Edwards said the tight interdependency of regional economies in Asia means it’s impossible to ignore the interplay of currency rates there. And he added that the yen’s steep weakening from then historic peaks in 1995 through 1997 was a major trigger for the devastating Asian currency crises and financial collapse that followed in 1997 and 1998.
Neil MacKinnon, economist at Russian bank VTB Capital, reckons that if you view the “currency wars” as an attempted devaluation of G7 currencies en bloc against the emerging markets, then it now may be time to be wary of the latter.
“The Chinese certainly have less of a stomach for yuan strength at this stage and the relative growth story has shifted now overall for emerging currencies,” he said.
What’s more, Stephen Jen of hedge fund SLJ Macro Partners said if you look at the 15 percent wage inflation in China of recent years rather than more modest goods price inflation, then the yuan may already be at “equilibrium” and more two-way risk is in store. “It’s no longer clear the yuan is undervalued.”
The question then is whether it’s possible for investors to stay bullish on emerging markets while skeptical on China.
A monthly survey of fund managers by Bank of America Merrill Lynch released on Tuesday showed funds still heavily overweight emerging equities. However, while expectations for global growth improved this month, the outlook for China fell.

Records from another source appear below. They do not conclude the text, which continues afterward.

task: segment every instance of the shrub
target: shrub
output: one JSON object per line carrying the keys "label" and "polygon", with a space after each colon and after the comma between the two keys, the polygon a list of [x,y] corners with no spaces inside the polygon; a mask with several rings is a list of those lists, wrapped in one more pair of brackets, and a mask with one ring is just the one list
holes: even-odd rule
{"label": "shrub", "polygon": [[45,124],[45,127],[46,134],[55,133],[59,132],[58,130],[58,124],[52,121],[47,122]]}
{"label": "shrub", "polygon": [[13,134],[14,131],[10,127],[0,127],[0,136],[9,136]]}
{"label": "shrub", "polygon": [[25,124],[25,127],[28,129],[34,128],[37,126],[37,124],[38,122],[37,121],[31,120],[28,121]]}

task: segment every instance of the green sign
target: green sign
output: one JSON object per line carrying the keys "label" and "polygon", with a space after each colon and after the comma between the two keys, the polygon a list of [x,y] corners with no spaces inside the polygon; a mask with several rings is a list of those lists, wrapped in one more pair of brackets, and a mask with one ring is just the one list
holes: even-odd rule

But the currency equation should be critical. UBS estimates that over the past decade currency moves contributed an average 46 percent of total return during seven of the years where total returns and currency return were positive.
And moves had as much to do with trends in the dollar as any view on local currencies. Of 22 main emerging units, 11 recorded gains of more than 10 percent against the greenback in that time, but only three currencies - from Brazil, China and Peru - recorded gains of 10 percent on a nominal trade-weighted basis.
So, if the dollar is poised to recover on a stabilizing U.S. economy and rising U.S. Treasury yields, the betting on emerging currencies is complicated even further. UBS reckon emerging currencies still look good on a 1-3 year horizon but there may be lots of bumps in the meantime.
“In the coming weeks and months, we believe we are more likely to hear rhetoric about currency wars rather than inflation wars - which is why today we have a tactical short term call to be long U.S. dollars,” UBS economists told clients last week.